Obviously it's no one's fault. We should just accept things the way they are and change nothing.
I'm not saying that, you'd want to find out why the warrant was high risk or deserved a SWAT response. Someone made that call, and it may not have been SWAT themselves. And you should take actions to ensure it doesn't happen again and hold them accountable. If you find abuse of power, you need to get rid of that person.
The key theme here is that you usually don't get all of the details about why things happened. Sometimes it's honest mistakes. Sometimes it's abuse of power. Sometimes there's miscommunication.

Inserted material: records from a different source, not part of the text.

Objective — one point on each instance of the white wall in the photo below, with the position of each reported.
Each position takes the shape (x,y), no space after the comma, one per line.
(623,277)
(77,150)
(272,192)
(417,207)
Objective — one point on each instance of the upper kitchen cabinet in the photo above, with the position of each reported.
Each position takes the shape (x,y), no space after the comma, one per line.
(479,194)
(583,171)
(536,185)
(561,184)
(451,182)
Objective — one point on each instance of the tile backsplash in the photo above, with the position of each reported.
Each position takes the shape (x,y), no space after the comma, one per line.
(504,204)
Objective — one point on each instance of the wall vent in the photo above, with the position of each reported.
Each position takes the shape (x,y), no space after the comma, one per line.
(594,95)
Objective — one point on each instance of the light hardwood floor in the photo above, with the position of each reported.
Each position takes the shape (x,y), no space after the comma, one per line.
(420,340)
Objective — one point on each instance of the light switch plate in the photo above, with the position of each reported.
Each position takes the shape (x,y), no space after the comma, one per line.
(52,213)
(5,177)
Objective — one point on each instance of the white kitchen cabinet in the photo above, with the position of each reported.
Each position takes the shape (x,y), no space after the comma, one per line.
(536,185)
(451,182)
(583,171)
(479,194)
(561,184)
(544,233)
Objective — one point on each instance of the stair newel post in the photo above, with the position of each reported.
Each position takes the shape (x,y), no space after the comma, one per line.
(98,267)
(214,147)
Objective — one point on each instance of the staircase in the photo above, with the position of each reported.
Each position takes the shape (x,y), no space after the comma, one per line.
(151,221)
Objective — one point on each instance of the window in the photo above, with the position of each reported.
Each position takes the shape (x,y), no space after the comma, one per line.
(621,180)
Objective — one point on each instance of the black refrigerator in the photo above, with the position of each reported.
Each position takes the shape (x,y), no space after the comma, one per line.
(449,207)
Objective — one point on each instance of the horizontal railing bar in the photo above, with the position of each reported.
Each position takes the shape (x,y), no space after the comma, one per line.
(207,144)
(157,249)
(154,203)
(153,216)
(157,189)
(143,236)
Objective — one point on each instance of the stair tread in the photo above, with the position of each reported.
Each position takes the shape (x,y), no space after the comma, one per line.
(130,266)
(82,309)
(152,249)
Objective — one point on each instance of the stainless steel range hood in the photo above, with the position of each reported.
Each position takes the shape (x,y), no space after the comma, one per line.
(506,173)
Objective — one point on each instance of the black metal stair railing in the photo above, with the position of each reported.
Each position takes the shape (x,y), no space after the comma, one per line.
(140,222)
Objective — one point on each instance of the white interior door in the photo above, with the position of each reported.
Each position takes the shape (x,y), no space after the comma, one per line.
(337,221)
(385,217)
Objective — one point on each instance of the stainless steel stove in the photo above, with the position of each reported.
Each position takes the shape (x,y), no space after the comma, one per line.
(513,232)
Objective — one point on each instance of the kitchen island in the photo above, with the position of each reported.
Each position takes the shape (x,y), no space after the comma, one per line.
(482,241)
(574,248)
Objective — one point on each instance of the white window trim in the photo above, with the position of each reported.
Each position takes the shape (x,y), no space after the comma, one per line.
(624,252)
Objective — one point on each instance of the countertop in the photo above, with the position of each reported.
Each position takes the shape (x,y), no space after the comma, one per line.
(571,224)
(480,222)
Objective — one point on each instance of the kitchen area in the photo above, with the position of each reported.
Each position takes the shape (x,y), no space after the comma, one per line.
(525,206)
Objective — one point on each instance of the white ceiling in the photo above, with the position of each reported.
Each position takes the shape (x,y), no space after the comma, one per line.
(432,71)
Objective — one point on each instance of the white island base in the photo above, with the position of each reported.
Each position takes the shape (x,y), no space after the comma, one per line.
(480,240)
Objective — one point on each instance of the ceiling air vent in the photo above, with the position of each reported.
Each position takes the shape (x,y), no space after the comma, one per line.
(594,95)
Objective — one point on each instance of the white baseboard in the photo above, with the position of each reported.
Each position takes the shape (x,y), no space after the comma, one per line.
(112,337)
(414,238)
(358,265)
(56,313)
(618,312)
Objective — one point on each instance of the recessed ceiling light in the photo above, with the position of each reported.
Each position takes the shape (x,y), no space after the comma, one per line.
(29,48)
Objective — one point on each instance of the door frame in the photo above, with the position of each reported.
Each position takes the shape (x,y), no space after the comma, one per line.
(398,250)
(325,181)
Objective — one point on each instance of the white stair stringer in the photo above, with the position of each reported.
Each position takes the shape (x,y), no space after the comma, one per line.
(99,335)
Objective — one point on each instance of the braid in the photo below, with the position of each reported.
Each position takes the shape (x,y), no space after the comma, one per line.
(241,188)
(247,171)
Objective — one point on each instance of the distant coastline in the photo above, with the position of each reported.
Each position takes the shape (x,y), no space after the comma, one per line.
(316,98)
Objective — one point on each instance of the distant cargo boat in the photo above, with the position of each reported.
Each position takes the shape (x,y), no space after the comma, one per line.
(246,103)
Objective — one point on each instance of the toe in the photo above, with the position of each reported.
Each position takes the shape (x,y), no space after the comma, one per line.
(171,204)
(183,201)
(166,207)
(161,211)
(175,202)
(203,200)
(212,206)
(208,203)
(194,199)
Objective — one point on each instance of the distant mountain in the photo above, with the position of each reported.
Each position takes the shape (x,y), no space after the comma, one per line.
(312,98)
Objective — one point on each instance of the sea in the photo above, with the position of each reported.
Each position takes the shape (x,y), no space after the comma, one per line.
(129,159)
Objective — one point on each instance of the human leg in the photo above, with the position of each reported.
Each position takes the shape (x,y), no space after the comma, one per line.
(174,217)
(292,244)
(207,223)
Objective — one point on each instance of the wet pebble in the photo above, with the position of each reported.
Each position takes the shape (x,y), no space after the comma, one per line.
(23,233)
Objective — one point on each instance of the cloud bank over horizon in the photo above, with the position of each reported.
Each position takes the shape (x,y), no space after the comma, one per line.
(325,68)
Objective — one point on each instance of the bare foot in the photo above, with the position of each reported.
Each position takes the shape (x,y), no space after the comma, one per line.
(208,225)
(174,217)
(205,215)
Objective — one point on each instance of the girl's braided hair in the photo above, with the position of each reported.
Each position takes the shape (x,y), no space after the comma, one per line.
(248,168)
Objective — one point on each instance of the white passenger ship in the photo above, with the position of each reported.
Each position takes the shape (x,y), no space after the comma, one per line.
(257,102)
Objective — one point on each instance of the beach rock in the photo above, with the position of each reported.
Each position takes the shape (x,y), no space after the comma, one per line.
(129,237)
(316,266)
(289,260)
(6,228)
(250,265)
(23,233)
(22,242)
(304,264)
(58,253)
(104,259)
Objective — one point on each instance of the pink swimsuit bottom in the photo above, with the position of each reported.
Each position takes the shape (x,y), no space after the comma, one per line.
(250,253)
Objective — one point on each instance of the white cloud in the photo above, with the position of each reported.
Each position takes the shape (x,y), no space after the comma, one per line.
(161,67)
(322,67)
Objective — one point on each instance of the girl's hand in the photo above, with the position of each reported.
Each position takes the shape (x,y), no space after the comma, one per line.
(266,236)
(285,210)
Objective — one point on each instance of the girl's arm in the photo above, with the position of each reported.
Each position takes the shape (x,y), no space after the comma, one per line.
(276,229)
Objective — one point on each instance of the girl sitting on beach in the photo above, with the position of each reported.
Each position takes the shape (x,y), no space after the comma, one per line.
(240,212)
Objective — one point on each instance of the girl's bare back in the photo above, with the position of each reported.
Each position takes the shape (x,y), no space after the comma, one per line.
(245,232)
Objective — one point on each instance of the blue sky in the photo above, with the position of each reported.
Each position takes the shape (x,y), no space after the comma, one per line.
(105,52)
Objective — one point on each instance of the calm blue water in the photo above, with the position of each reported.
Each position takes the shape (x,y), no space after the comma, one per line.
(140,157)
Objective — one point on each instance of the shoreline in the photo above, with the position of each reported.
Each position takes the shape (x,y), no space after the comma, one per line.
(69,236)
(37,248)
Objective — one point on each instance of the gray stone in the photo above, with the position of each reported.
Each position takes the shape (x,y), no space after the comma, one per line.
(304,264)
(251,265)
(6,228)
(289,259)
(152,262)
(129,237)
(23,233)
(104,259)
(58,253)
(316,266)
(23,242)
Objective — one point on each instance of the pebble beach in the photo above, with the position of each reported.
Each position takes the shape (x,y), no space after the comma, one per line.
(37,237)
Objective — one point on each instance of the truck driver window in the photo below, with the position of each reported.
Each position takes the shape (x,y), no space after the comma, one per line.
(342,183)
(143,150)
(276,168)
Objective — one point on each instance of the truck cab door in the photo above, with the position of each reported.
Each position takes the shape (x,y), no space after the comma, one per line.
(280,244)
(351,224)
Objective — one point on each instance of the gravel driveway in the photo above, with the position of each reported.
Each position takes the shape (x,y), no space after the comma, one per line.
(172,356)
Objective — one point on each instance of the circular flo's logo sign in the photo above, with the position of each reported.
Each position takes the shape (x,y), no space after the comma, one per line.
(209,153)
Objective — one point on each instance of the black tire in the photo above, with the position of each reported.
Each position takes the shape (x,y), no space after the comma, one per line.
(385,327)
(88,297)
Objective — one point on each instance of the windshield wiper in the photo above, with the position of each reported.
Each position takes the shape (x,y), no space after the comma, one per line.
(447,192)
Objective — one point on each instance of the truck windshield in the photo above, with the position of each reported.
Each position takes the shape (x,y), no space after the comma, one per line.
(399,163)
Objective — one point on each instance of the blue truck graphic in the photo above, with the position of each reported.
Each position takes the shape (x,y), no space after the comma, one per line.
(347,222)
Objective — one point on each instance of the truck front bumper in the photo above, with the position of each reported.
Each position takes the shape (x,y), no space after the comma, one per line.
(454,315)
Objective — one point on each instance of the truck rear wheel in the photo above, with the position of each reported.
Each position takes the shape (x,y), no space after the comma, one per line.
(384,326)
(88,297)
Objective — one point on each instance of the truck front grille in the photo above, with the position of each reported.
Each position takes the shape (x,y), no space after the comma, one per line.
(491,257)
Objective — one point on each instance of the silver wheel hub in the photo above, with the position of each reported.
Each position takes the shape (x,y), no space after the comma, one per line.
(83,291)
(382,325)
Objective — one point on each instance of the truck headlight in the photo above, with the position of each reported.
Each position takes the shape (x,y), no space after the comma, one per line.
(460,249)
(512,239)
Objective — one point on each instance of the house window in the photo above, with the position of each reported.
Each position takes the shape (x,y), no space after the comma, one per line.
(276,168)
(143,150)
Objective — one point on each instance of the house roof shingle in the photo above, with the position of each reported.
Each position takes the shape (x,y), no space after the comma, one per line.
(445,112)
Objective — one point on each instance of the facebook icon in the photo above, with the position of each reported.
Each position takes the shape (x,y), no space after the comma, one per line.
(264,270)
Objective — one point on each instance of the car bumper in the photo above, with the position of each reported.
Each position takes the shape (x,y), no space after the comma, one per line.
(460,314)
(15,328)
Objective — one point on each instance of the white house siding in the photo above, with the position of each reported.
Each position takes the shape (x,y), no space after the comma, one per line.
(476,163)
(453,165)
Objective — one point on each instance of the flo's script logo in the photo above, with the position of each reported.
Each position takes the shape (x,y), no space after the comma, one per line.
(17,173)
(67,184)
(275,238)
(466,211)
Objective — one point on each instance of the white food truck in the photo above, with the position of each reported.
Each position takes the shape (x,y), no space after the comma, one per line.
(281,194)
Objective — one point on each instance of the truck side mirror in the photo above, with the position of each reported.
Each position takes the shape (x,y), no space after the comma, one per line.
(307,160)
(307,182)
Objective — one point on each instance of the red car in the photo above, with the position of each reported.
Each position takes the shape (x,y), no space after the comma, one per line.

I further believe that this lack of justification is routine. Even if there was a good reason, that do this routinely without being either compelled or persuaded to supply it is by itself evidence our police are militarized.
American police collectively lost a lot of trust and authority. Obviously the most significant aspect is actually murdering people like George Floyd in plain sight while wearing a badge. But dangerous stunts like this are a contributor as well. Do they want to regain our trust?
These kinds.
I'm going to reiterate that it could have been overkill or poor judgment and that we don't have all of the information.